Interrogation of the Bcl-2 pathway within CLL cells has the potential to yield predictive biomarkers for the efficacy of ABT-199. It has been shown in primary CLL cells that Bim was associated with Bcl-2 and that ABT- 737–mediated displacement of Bim from Bcl-2 could promote apoptosis.29 Interestingly, the sensitivity of CLL cells to ABT-737 was correlated with Mcl-1 but not Bcl-2 protein levels. The initial clinical experience with CLL patients treated with navitoclax showed that the maximum reduction in lymphocytosis was inversely correlated with levels of Mcl-1 protein and that high Bim:Mcl-1 ratios were associated with achieving clinical response.17 Functional biomarker assays such as BH3 profiling30,31 are also under investigation, and may eventually provide a clinically useful means of predicting ABT-199 efficacy and potentially identifying patients at higher risk for toxicities such as TLS.

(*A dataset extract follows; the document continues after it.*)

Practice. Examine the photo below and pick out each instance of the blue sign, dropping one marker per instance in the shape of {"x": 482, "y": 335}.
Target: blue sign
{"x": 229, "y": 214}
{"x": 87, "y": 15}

Although most chemotherapeutic agents typically kill tumor cells through induction of MOMP via the intrinsic pathway of apoptosis, cells may adapt and develop resistance to chemotherapy. For example, CLL cells that develop del(17p), leading to decreased tumor protein p53 levels, or cells that develop TP53 mutations may not be able to adequately transmit death signals downstream to mitochondria. ABT-199 is the culmination of a more than decade-long effort to produce a targeted therapy that bypasses these often defunct upstream pathways and directly induces MOMP to kill tumor cells. The promising preclinical data for ABT-199 in hematologic malignancies are just now beginning to be confirmed in patients with relapsed/refractory CLL and NHL. The direct molecular effect of this targeted therapy has begun to validate the years of research aimed at understanding the molecular biology of MOMP. The selective engineering of ABT-199 to mitigate the on-target toxicities of navitoclax, such as thrombocytopenia, validates the utility of rational drug design in this era of targeted therapies. Ultimately, the promising early clinical data on ABT-199 suggest that it may eventually become an important treatment option for patients with lymphoid malignancies. Given the fundamental role of Bcl-2 in cancer pathogenesis, this approach may benefit patients with a wide variety of other malignancies.